Okay, great. And maybe a last question on the bi-specific approach: NRP2 is not necessarily a classic immuno-oncology checkpoint, but given its role in the tumor microenvironment, could bi-specifics be designed to engage checkpoint-related or other immune-related targets to enhance anti-tumor immunity?
Yes, that makes sense and is exactly the sort of thinking behind the bi-specific approach. The idea is you can bring together co-receptors or other target receptors with NRP2 to modulate signaling. That could include design strategies to modulate immune responses if the biology supports it. We'll let the mechanism and data drive the best approach. Leslie, do you want to add?

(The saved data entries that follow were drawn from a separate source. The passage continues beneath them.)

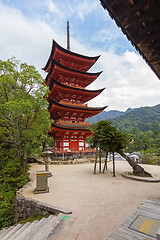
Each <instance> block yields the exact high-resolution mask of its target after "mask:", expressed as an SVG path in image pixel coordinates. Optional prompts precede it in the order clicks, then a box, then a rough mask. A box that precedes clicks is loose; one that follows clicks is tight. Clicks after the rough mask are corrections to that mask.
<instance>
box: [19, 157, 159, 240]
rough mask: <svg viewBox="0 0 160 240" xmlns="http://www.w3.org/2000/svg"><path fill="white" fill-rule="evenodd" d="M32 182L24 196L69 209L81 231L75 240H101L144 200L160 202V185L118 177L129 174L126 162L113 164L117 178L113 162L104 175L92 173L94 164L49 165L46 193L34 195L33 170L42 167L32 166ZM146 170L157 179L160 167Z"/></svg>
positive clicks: (132, 212) (31, 167)
mask: <svg viewBox="0 0 160 240" xmlns="http://www.w3.org/2000/svg"><path fill="white" fill-rule="evenodd" d="M31 166H32V167H31V175H30V176H31V178H32V179H33V183H32V185H31V186H29V187H28V188H27V189H25V190H24V196H26V197H31V198H34V199H36V200H39V201H42V202H45V203H48V204H52V205H54V206H57V207H60V208H64V209H71V210H72V215H73V216H74V217H76V218H77V226H78V227H79V228H80V230H81V231H80V234H79V237H78V240H104V239H105V238H106V237H107V236H109V235H110V234H111V233H112V232H113V231H114V230H115V229H116V228H117V227H118V226H119V225H120V224H121V223H122V222H123V221H124V220H125V219H126V218H128V217H129V216H130V215H132V214H133V213H134V212H135V211H136V210H137V208H138V207H139V206H140V205H141V204H142V203H144V202H145V201H146V200H147V199H158V198H159V199H160V183H144V182H136V181H133V180H128V179H125V178H123V177H121V173H122V172H124V171H131V168H130V166H129V165H128V163H127V162H125V161H119V162H116V177H115V178H113V177H112V173H111V169H112V163H111V162H110V163H109V164H108V171H107V172H105V174H99V173H97V174H96V175H94V174H93V164H81V165H51V166H49V168H50V171H51V172H52V173H53V177H51V178H49V193H43V194H36V195H34V194H33V190H34V189H35V186H36V183H35V174H36V170H42V169H44V166H43V165H37V164H32V165H31ZM143 167H144V168H145V170H147V171H149V172H150V173H153V174H157V175H159V176H160V167H159V166H150V165H143Z"/></svg>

Absolutely. We have observed expression of NRP2 on immune cells located in the tumor microenvironment, such as tumor-associated macrophages and myeloid-derived suppressor cells. We presented a poster earlier this year showing that expression pattern. We're actively investigating how NRP2 on those cells interplays with tumor cell phenotypes and the EMT-related biology. Depending on the mechanism, a bi-specific that engages checkpoint or other immune targets could make sense, but we will let data guide whether a bi-specific approach or monoclonal strategy is optimal. We're open to the best way to drug these biology-driven targets, and stay tuned as we generate more mechanistic and translational data.

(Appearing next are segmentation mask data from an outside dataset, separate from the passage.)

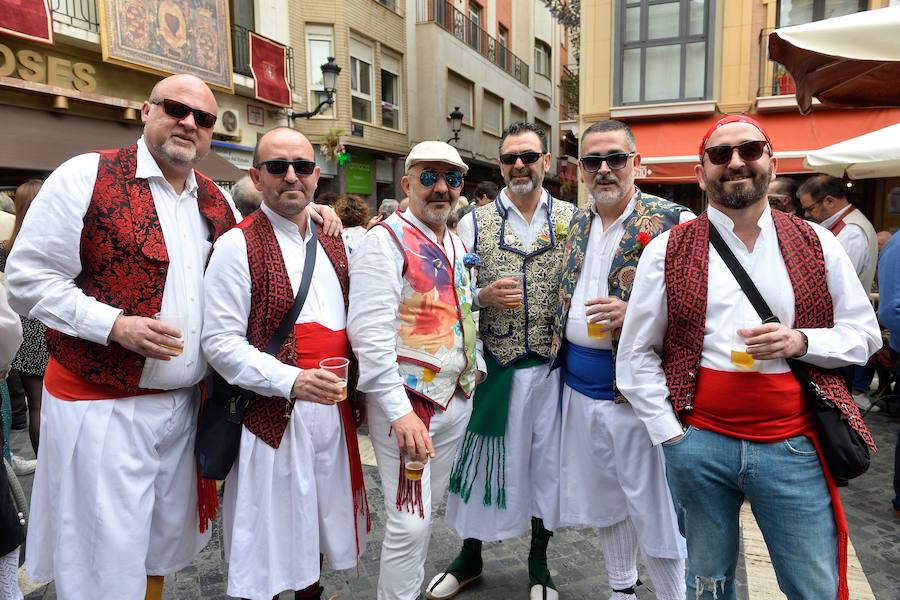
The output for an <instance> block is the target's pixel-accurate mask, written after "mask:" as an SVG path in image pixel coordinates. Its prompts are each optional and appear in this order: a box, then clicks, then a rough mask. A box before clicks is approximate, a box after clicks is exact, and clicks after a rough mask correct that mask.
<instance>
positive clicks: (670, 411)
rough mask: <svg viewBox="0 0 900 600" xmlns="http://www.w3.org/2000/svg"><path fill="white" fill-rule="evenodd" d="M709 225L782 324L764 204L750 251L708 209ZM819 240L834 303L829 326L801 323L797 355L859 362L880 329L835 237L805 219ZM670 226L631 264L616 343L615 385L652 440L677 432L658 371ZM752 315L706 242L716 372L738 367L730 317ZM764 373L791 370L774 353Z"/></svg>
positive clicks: (663, 374)
mask: <svg viewBox="0 0 900 600" xmlns="http://www.w3.org/2000/svg"><path fill="white" fill-rule="evenodd" d="M708 213H709V220H710V224H711V226H715V227H716V229H718V231H719V233H721V234H722V237H723V238H724V239H725V243H727V244H728V247H729V248H731V250H732V252H734V254H735V256H736V257H737V259H738V261H739V262H740V263H741V265H742V266H743V267H744V269H746V271H747V273H748V274H749V275H750V277H751V278H752V279H753V282H754V283H755V284H756V286H757V287H758V288H759V291H760V293H761V294H762V296H763V298H765V300H766V302H767V303H768V304H769V306H770V307H771V309H772V311H773V312H774V313H775V315H776V316H777V317H778V318H779V319H780V320H781V322H782V323H785V324H791V323H793V322H794V293H793V288H792V287H791V283H790V280H789V279H788V274H787V268H786V267H785V264H784V259H783V258H782V256H781V251H780V249H779V247H778V238H777V237H776V235H775V225H774V223H773V222H772V217H771V212H770V209H769V207H768V206H766V207H765V210H764V212H763V214H762V216H761V217H760V219H759V226H760V228H761V229H762V231H761V232H760V234H759V237H758V238H757V239H756V243H755V244H754V247H753V251H752V252H750V251H748V250H747V248H746V247H745V246H744V244H743V242H741V241H740V239H738V237H737V236H736V235H735V234H734V231H733V228H734V224H733V223H732V221H731V219H729V218H728V217H727V216H726V215H725V214H724V213H722V212H720V211H718V210H716V209H715V208H713V207H711V206H710V207H709V208H708ZM812 228H813V230H814V231H815V232H816V234H817V235H818V236H819V240H820V242H821V244H822V252H823V254H824V256H825V271H826V275H827V278H828V290H829V292H830V293H831V297H832V300H833V302H834V320H835V326H834V327H833V328H831V329H826V328H822V329H802V330H801V331H803V333H805V334H806V336H807V337H808V338H809V351H808V353H807V354H806V355H804V356H803V357H801V358H800V360H802V361H804V362H807V363H809V364H812V365H815V366H818V367H823V368H829V369H830V368H836V367H841V366H845V365H847V364H860V365H861V364H864V363H865V362H866V361H867V360H868V358H869V356H871V355H872V354H873V353H874V352H875V351H877V350H878V349H879V348H880V347H881V331H880V329H879V328H878V322H877V320H876V319H875V313H874V311H873V310H872V305H871V304H870V303H869V300H868V295H867V294H865V293H864V292H863V289H862V284H860V282H859V278H858V277H857V276H856V272H855V271H854V270H853V265H852V264H850V261H849V259H848V258H847V254H846V253H845V252H843V250H842V249H841V247H840V244H838V242H837V240H836V239H835V237H834V236H833V235H831V234H830V233H829V232H828V231H827V230H826V229H823V228H822V227H819V226H818V225H815V224H813V225H812ZM668 239H669V233H668V232H666V233H663V234H662V235H660V236H658V237H657V238H656V239H654V240H653V241H652V242H651V243H650V244H649V245H648V246H647V248H646V249H645V250H644V253H643V255H642V256H641V260H640V262H639V263H638V269H637V274H636V276H635V282H634V287H633V288H632V291H631V301H630V302H629V303H628V311H627V312H626V314H625V325H624V327H623V328H622V337H621V339H620V342H619V352H618V360H617V362H616V384H617V385H618V387H619V389H620V390H621V391H622V393H623V394H624V395H625V397H627V398H628V400H629V401H630V402H631V405H632V407H633V408H634V412H635V414H637V416H638V417H640V418H641V420H643V421H644V424H645V425H646V426H647V430H648V432H649V433H650V439H651V440H652V441H653V443H654V444H659V443H660V442H663V441H665V440H667V439H670V438H672V437H675V436H676V435H678V434H680V433H681V432H682V428H681V425H680V424H679V422H678V419H677V418H676V417H675V413H674V411H673V410H672V405H671V404H670V403H669V402H668V400H667V397H668V395H669V392H668V389H667V388H666V378H665V374H664V373H663V370H662V361H661V359H660V355H661V354H662V346H663V337H664V336H665V333H666V329H667V327H668V315H667V312H666V289H665V254H666V244H667V242H668ZM742 320H753V321H755V322H759V321H760V319H759V316H758V315H757V314H756V311H755V310H754V309H753V307H752V306H751V305H750V302H749V301H748V300H747V299H746V296H745V295H744V292H743V291H742V290H741V289H740V286H739V285H738V283H737V281H736V280H735V279H734V276H733V275H732V274H731V271H729V270H728V267H727V266H726V265H725V263H724V262H723V261H722V259H721V257H719V255H718V253H717V252H716V251H715V249H713V248H712V247H710V250H709V287H708V292H707V305H706V329H705V331H704V339H703V351H702V353H701V356H700V364H701V366H703V367H708V368H712V369H717V370H721V371H735V370H737V369H736V367H735V366H734V365H732V363H731V346H732V336H733V333H734V331H733V330H735V329H736V327H735V323H736V322H739V321H742ZM757 365H758V370H759V371H761V372H763V373H785V372H787V371H789V370H790V367H788V364H787V362H785V361H784V360H781V359H775V360H763V361H757Z"/></svg>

Okay, great. Thanks a lot. And again, congrats on the progress so far.
And there are no further questions over the phone line at this time. I would like to turn the call back over to Sanjay Shukla, sir.
Thank you. Great questions today, and obviously a lot of interest in not only our clinical program but the advances we're making in neuropilin biology and the bi-specific platform at Pangu as well. I think many of you have picked up on a really intriguing new area that opens up a lot of potential for our pipeline. We really appreciate the questions and interest from everyone today and look forward to speaking with you on future calls. So thanks, everyone, and be well.
Ladies and gentlemen, this concludes today's conference call. We thank you all for participating. You may now disconnect. Have a great day.